La disolución nacional
En la celebración de los 192 años del 25 de Mayo, el cardenal porteño pronunció palabras graves que debemos recordar. Afirmó: «Hoy como nunca, cuando el peligro de la disolución nacional está a nuestras puertas, no podemos permitir que nos arrastre la inercia, que nos esterilicen nuestras impotencias, o que nos amedrenten las amenazas».
Cuando yo era chico, la palabra «disolución» se aplicaba a la vida lujuriosa de los jóvenes, a quienes además se llamaba «disolutos». Por primera vez, en muchos años, alguien advierte que «estamos a las puertas de la disolución». Por eso, es bueno detenernos a reflexionar sobre el sentido más profundo de la afirmación del primado de la Argentina.
La disolución es la pérdida de la fuerza o las virtudes de una sociedad, causada por la muerte de los ideales, los valores, y el trabajo para mantenerla unida. No se origina sola: tiene causas. La principal es la presencia de un veneno que permite disolver a los demás, produce el trastorno y el fin de la vida social. Para que haya disolución se necesita que el veneno haya entrado a todos los niveles del cuerpo social. Estar ante el peligro de disolución nacional es que el veneno se ha infiltrado también en nosotros, inconscientemente pero ha entrado.

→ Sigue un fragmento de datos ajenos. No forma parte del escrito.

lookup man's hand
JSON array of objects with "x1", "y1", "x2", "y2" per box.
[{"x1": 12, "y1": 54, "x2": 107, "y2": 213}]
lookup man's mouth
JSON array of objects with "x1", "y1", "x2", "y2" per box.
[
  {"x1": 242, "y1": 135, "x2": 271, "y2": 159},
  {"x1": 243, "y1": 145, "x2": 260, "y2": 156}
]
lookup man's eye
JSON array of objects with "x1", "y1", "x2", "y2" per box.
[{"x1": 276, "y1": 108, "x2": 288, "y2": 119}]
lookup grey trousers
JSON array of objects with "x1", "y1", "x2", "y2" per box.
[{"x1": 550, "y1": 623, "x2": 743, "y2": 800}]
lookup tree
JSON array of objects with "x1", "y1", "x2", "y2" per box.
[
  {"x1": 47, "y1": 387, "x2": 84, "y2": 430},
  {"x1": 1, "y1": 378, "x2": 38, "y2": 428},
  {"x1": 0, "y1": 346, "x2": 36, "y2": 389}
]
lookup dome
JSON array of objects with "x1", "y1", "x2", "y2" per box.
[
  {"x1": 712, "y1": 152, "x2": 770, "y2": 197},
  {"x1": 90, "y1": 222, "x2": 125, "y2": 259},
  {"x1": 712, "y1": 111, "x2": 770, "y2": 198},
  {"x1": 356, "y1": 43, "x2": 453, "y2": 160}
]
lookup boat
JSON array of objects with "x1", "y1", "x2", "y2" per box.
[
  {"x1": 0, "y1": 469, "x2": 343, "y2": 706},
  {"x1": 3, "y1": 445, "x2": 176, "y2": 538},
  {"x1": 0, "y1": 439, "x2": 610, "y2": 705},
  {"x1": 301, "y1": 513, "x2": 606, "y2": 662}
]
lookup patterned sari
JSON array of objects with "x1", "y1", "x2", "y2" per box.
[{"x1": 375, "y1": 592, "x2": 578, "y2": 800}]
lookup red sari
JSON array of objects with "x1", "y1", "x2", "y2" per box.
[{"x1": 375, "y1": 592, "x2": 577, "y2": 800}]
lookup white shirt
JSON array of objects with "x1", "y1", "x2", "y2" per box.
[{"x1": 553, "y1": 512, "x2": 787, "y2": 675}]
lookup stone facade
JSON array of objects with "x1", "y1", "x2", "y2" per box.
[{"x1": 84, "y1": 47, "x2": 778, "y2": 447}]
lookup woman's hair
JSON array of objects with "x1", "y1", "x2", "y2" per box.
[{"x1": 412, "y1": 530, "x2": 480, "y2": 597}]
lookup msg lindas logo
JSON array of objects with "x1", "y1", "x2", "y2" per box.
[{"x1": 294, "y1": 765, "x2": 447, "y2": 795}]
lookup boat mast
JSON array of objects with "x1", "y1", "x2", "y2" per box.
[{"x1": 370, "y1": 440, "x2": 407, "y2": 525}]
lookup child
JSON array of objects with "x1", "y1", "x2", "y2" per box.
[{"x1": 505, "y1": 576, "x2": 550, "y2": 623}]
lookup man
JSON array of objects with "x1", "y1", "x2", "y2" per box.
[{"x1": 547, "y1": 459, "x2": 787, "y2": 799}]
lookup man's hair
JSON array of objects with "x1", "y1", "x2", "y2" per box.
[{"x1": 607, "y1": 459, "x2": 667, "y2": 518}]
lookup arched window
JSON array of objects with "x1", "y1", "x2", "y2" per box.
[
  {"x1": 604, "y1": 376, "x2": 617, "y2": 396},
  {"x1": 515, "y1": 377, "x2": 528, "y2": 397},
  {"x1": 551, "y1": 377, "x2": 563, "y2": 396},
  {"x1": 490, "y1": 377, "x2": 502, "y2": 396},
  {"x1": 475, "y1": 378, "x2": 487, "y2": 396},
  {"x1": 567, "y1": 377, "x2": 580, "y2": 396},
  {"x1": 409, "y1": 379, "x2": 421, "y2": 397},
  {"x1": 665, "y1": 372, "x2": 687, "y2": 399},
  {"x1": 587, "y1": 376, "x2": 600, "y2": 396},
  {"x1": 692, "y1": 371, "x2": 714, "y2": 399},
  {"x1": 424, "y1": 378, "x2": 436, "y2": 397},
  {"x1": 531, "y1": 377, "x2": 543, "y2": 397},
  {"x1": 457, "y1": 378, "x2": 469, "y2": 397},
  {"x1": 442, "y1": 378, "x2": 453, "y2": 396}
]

¿Cómo se manifiesta ese veneno disolvente? Ya no se trata de las costumbres lujuriosas o adictas de los jóvenes, sino de muchos otros elementos por donde ha ido penetrando el veneno. Lo primero es la falsedad y la mentira. Hemos admitido- como si no fuera un tumor maligno- la presencia de infidelidad, falsificaciones, traiciones, engaños, embustes llenos de malicia, fraudes. Frente a la malicia, los buenos se sienten «impotentes», como si no se pudiera frenar el alud que provoca la falsedad. Es preciso detener el embuste con seriedad y tranquilidad. Sólo así el país volverá al camino de los principios morales.
Otro elemento de la disolución es la corrupción. Antes los únicos que se «corrompían» eran los jóvenes. La realidad ha superado eso: se ha alterado la naturaleza de la persona humana de tal modo que «huele a podrido» y que todo el aire ha quedado «impuro» y capaz de contagiar con sus mismas a cuantos se acerquen allí. Instituciones enteras están haciendo lo moralmente inmundo y per siguiendo a los que aún creen en el valor de las leyes. La descomposición mal oliente se da, en especial, por las dádivas de dinero, fama, o poder que se dan y aceptan para obrar en el sentido que es inmoral. Ese veneno es terrible porque ataca con ferocidad a los que se mantienen incorruptos. Ante la corrupción, la peor actitud es el silencio y la aquiescencia, porque eso mantiene las aguas estancadas en la podredumbre. Es menester expeler de la sociedad hasta el menor signo de soborno y compra de lo que corresponde hacer como parte del propio trabajo. Detener no la podredumbre, sino a los que evenenan el agua de la sociedad, y la disuelven.
El tercer elemento es el cinismo. Este es una filosofía de quienes no tienen en cuenta para nada las convicciones, sentimientos y tradiciones de los demás. Es la filosofía de la indiferencia, que está detrás de la «disolución». En la práctica el cinismo se manifiesta cuando los que hacen actos desvergonzados, corruptos, disolventes no se ocultan y no sienten dolor por lo que hacen, como si fuera natural. Ante el cinismo lo peor es someterse y callarse la boca: por eso, el cardenal advierte sobre la inercia y la pasividad. Es preciso decir abiertamente nuestras convicciones, expresar los sentimientos y defender las tradiciones.